There was the knee, and it looked even worse from inside. Was it normal for everything to be so crowded and fluid? Was the knee cap in the right place? There were precise holes drilled into the thigh and shin bones, and something had been threaded through behind the knee cap. The doctors had probably done all they could. So he was useless after all.

Unless there was a way to help after all. Daniel brought all his energy into focus, concentrating it on the knee, trying to find where the pressure needed to be relieved. But he was out of his depth here. If Oma and her kind -- his kind -- could do this sort of thing, Oma had never mentioned it. In his concentrated state, he travelled through the bones and ligaments before he had to admit he had no idea what he was looking for. He dissipated again and rose up out of Jack.

And Jack was sleeping soundly. His arm was lowered, resting over his chest, and his head tilted to one side. He was breathing deeply, and he looked so peaceful. So calm. So beautiful.

Daniel didn't know what he'd done, and it occurred to him that this might be the kind of interference Oma was always cautioning him about. He didn't see how letting Jack get a good night's sleep would spell the downfall of civilization, but it was probably better if he didn't stick around and risk getting caught.

Besides, it disturbed him to see Jack like this: at rest, at peace, in bed. It filled him with sadness and longing -- the very emotions he wasn't supposed to have anymore, or so he'd thought.

He had to let go. He let go and drifted away from Earth, and joined the galaxy again.

-----

He's gone.

Jack opened his eyes and let them adjust to the darkness. He was tired of waking up thinking about Daniel. Daniel was gone. It had been three months now. Jack thought he had finally exorcised whatever demons invaded his sleep, but no. Here he was again, opening his eyes with the sense memory of Daniel haunting him.
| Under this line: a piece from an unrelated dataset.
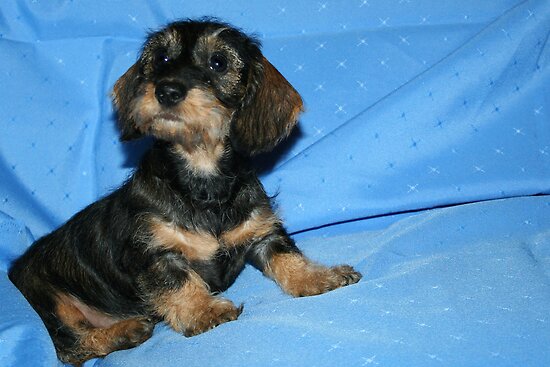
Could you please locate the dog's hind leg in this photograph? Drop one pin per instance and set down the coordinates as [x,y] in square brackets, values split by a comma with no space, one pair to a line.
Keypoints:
[84,335]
It wasn't even a good memory. That was the thing. It had been a wretched, awkward mistake.

No. That wasn't exactly correct. There was a good memory. An all-too-brief one, but it was there, bundled with all the other crap around it.

Crap like Reese. Daniel in pain, in tears even, on the floor. Breaking down. Jack had known the signs, dammit, but he hadn't wanted to see them. Not in Daniel.

Daniel was strong. Daniel survived. Daniel was tough. Daniel could take it. But not this time, almost. On the edge. About to fall over.

Jack's thinking had been along the lines of: if he has to fall over, let him fall on me. Let me pick him up. After all, they'd done this before. When Daniel had been under an alien influence, sure, but to Jack's mind, this was the same deal. Daniel was under an alien influence with Reese, just a different kind of influence.

After the SGC was secure, Jack had returned to the gate room, and Daniel hadn't moved. Two SF's were there to remove the robot. Jack touched Daniel's shoulder and said, "Come on. Let's go."

Daniel rose and moved sluggishly, like he wanted to resist but didn't. Jack left him in the infirmary, returned to find one of the nurses finishing the bandage around his wrist.

"I want to be alone," Daniel said as he left the infirmary.

"I know you do," Jack said, and didn't leave him alone. Not really. He pulled back, but kept Daniel in his periphery.

Daniel got into his car and just sat there, staring ahead, his bandaged hand laying uselessly in his lap. Jack opened the driver's side door and said, "I'll drive you."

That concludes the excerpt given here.